Saudi Arabia and Russia’s decision to extend their oil production cuts has paid off, with both countries set to see their oil revenues increase. Energy Aspects analysis quoted by the Wall Street Journal estimates that Saudi Arabia’s oil revenues could be $30 million a day higher this quarter compared to the last one, while Russia’s oil revenues could expand by $2.8 billion over the same period. The cuts have pushed oil prices higher, as demand continues to remain strong. However, a recent report from the International Energy Agency (IEA) warns that oil demand must drop by about a third by 2030 in order to achieve net-zero emissions targets.
The IEA’s messaging on the need for a reduction in oil demand was not welcomed by oil producers, particularly Saudi Arabia, who argue that the low appetite for investments in new oil and gas supply will jeopardize supply security. JP Morgan’s head of energy equity research, Chrystian Malek, predicts a volatile supercycle for hydrocarbons, with oil prices potentially reaching $150 per barrel, and prices staying above $100 until the end of the decade due to short supply. However, the impact of high oil prices on demand remains unclear, with some suggesting that demand destruction may only occur when crude oil prices reach $100 to $110 per barrel and gasoline prices rise to $4.00 to $4.25 per gallon.

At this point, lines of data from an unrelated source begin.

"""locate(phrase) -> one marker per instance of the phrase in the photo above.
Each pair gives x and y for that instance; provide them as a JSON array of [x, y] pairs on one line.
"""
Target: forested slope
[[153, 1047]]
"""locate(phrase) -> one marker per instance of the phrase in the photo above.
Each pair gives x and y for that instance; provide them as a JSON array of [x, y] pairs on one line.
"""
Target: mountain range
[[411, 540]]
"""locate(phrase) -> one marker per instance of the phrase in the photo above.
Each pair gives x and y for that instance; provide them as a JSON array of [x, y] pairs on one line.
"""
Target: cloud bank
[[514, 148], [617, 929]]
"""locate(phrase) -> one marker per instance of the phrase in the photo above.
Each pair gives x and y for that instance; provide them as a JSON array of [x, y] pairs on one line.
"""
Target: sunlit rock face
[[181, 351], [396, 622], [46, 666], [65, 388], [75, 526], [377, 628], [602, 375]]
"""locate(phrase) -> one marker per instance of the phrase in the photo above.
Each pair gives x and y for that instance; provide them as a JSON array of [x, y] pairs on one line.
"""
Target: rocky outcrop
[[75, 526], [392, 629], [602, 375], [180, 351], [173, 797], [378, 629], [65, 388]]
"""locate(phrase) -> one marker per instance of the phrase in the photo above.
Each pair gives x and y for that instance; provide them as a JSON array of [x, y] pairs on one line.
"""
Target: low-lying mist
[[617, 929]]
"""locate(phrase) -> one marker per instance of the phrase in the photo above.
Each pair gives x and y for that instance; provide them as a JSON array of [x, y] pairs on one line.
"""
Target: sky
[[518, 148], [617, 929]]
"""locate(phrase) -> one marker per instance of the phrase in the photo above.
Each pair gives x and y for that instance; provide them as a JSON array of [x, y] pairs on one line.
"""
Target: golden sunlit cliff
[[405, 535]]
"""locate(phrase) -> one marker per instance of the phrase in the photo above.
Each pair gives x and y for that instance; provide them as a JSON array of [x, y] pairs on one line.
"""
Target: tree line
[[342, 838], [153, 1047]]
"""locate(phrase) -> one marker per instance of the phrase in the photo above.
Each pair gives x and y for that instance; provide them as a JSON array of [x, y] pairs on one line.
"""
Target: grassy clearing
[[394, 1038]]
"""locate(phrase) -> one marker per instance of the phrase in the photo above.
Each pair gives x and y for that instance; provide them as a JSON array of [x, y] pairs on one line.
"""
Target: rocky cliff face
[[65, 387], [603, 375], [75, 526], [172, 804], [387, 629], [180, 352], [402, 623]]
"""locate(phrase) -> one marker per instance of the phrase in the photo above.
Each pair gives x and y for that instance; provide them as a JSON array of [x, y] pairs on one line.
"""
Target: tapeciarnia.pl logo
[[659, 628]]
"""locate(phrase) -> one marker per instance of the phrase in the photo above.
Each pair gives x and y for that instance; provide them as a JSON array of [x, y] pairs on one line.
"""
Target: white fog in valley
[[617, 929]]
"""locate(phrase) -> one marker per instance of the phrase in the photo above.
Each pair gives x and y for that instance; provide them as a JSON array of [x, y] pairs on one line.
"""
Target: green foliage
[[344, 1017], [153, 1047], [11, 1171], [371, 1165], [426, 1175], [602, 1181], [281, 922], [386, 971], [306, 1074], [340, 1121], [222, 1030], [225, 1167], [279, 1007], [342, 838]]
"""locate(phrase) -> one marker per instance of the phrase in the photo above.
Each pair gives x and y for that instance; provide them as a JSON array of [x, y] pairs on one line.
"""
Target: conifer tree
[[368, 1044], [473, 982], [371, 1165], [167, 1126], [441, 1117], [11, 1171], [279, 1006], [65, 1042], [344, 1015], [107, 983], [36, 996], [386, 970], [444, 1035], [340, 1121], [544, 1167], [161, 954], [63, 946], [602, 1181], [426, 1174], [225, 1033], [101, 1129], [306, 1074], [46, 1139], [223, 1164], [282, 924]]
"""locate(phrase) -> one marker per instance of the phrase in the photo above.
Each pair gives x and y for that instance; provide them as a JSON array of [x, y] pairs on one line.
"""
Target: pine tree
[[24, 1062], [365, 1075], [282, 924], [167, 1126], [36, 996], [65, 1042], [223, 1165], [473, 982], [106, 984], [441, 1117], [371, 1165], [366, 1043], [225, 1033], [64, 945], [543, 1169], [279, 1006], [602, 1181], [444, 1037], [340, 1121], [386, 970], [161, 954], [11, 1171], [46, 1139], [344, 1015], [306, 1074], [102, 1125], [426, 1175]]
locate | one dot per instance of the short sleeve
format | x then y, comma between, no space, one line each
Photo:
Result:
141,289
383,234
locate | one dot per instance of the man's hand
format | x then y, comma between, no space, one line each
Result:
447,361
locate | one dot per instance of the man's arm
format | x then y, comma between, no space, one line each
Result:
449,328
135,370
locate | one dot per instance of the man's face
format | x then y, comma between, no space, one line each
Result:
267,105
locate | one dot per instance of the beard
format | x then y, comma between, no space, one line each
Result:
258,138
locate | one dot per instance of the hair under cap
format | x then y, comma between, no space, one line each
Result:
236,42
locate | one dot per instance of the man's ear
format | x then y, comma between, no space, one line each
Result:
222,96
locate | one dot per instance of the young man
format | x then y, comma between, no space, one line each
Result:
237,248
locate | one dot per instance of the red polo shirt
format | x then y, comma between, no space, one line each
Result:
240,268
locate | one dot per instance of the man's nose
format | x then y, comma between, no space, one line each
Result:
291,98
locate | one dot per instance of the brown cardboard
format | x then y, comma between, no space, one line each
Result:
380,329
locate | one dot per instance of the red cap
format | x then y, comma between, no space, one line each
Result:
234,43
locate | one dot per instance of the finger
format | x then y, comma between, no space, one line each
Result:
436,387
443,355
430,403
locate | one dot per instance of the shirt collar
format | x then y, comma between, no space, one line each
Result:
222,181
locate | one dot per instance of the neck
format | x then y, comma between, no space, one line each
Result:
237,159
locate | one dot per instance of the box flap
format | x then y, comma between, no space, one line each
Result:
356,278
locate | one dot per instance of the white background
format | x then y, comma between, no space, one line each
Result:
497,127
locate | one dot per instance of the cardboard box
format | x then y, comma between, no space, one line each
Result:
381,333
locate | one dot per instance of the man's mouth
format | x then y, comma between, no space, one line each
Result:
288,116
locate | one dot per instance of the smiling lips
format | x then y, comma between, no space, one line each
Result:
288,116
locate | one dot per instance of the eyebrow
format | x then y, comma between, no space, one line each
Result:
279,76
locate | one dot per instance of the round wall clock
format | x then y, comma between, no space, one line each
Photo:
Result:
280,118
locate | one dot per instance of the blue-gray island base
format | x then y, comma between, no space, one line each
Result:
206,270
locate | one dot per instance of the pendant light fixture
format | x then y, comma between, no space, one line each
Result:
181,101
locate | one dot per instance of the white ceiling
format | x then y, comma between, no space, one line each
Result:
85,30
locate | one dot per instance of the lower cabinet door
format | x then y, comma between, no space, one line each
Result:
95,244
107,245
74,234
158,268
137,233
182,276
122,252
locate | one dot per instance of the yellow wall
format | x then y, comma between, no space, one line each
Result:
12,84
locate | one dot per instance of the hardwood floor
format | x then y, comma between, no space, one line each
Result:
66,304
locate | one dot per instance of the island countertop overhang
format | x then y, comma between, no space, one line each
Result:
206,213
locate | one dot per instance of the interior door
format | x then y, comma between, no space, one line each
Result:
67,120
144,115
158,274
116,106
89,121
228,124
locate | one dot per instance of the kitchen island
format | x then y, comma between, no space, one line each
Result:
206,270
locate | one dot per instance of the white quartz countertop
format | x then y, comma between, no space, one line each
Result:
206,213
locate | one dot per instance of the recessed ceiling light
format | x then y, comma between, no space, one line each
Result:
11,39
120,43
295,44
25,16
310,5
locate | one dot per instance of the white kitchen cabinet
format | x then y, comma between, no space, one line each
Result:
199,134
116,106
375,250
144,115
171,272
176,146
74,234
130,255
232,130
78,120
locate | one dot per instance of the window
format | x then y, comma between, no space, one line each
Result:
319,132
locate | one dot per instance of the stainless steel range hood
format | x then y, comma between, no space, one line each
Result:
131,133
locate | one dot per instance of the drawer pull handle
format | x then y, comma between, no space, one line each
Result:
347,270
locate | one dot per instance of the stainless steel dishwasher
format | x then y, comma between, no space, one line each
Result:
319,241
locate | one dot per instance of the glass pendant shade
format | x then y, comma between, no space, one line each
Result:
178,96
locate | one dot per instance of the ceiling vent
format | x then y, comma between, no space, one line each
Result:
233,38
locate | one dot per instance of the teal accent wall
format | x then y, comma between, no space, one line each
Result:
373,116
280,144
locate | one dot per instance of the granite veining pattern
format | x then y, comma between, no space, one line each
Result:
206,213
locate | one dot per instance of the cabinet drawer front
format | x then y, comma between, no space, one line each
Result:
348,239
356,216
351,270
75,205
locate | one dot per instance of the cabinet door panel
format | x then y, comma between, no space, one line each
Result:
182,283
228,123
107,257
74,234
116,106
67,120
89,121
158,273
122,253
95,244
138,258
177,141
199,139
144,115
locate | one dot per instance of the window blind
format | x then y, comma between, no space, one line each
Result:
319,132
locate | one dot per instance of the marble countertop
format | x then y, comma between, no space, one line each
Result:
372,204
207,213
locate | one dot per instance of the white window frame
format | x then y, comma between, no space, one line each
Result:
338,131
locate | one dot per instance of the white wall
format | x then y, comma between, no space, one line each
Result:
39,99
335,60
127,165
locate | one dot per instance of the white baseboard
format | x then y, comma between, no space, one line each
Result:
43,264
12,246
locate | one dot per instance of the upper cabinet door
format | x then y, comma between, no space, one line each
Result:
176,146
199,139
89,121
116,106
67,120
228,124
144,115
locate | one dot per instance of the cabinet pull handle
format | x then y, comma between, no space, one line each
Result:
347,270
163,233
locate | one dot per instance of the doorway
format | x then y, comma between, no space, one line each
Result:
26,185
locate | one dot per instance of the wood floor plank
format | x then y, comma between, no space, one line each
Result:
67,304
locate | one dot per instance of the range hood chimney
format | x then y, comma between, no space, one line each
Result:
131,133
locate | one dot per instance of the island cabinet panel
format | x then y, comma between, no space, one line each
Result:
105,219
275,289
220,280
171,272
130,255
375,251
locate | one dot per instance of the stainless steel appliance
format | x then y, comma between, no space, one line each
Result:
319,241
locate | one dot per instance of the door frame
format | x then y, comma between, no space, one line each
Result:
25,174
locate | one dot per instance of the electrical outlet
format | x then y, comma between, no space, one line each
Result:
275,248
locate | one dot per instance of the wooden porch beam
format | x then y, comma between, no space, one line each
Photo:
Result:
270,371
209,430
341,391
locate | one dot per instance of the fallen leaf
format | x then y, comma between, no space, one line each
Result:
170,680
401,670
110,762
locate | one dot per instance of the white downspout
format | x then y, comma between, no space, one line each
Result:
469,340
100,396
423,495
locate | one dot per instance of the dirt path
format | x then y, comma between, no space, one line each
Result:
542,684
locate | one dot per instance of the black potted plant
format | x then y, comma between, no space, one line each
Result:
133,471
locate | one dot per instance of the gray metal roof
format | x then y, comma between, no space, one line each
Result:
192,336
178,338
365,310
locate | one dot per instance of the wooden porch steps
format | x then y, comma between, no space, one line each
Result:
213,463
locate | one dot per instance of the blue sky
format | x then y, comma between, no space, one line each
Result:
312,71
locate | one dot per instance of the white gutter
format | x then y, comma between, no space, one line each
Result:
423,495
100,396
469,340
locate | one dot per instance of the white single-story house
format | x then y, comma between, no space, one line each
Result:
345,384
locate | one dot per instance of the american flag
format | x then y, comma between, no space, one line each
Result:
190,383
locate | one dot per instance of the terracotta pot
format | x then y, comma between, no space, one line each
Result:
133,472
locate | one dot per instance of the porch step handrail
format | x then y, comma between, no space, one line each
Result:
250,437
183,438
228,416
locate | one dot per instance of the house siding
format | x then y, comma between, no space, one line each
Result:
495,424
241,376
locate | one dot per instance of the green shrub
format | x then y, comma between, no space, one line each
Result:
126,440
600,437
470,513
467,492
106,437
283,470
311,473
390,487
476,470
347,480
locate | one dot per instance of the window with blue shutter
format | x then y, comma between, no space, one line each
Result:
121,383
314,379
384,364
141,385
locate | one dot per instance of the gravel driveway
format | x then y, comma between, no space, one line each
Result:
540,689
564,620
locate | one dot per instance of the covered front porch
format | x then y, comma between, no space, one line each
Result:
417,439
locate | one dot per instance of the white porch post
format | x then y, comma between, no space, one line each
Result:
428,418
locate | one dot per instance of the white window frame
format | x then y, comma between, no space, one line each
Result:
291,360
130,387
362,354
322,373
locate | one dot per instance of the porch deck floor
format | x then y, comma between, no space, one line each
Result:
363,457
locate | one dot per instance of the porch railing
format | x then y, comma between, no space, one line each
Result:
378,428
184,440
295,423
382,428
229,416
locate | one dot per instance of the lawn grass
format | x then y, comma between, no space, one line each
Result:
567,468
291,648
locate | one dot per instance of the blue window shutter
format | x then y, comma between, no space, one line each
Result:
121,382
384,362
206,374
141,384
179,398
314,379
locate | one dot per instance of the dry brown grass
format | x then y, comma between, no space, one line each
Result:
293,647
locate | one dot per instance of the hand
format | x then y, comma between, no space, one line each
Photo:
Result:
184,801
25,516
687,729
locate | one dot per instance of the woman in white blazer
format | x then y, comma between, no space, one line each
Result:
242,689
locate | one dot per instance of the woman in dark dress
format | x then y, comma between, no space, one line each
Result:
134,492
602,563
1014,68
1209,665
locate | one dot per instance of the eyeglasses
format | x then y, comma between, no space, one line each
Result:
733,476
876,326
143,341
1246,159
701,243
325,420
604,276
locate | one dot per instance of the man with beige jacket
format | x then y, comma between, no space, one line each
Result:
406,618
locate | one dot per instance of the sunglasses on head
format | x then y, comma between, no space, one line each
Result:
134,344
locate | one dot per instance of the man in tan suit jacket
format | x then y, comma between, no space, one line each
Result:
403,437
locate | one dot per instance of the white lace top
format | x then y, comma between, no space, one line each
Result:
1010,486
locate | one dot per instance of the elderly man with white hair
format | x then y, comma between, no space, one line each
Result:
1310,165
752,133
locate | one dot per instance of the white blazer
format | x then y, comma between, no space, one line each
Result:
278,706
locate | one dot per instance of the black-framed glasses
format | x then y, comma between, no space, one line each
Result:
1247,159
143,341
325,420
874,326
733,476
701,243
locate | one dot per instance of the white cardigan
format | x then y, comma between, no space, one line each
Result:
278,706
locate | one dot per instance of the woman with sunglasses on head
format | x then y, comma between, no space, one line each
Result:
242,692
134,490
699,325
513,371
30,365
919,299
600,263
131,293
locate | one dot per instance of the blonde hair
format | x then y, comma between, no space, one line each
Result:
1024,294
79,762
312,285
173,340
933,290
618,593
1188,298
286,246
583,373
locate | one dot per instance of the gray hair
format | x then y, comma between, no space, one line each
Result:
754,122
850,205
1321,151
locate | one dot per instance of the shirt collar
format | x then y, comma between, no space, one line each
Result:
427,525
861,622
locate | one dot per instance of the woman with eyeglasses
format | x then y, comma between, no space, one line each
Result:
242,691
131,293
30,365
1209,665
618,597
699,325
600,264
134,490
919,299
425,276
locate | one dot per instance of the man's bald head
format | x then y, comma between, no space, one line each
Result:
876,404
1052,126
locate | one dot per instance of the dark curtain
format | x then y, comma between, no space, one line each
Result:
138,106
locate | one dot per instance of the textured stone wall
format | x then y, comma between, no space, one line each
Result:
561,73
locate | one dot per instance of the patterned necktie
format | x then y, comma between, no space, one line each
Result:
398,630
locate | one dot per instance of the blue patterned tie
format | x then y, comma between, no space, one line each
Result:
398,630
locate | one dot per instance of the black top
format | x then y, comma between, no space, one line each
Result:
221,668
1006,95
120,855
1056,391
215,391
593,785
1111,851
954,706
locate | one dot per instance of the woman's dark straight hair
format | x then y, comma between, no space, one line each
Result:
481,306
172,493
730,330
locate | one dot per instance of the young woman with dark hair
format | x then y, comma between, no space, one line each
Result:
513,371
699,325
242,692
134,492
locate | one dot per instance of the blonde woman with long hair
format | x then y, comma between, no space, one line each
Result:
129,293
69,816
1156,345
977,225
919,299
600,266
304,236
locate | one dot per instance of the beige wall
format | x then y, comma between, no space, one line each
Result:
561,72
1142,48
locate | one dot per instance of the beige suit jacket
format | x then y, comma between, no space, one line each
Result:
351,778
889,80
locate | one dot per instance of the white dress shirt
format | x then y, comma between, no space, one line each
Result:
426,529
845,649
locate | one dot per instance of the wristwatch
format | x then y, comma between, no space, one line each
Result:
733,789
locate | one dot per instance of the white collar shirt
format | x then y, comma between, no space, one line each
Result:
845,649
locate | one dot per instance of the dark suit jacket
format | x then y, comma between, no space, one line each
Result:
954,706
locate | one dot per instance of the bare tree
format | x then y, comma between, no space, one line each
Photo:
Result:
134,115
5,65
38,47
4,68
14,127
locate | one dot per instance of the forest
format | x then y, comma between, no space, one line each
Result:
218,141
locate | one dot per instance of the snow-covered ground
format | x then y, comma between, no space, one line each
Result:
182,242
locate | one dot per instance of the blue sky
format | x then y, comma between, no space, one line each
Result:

Despite rising oil prices, demand for oil in India has continued to rise, indicating that the impact of high prices on demand may vary across countries. The success of Saudi Arabia and Russia’s production cuts demonstrates the ongoing resilience of oil demand, but the key question is when demand will begin to be eroded by high prices. As the IEA highlights the need for a reduction in oil demand, oil producers face the challenge of balancing their desire for higher prices with the risk of demand destruction caused by these higher prices.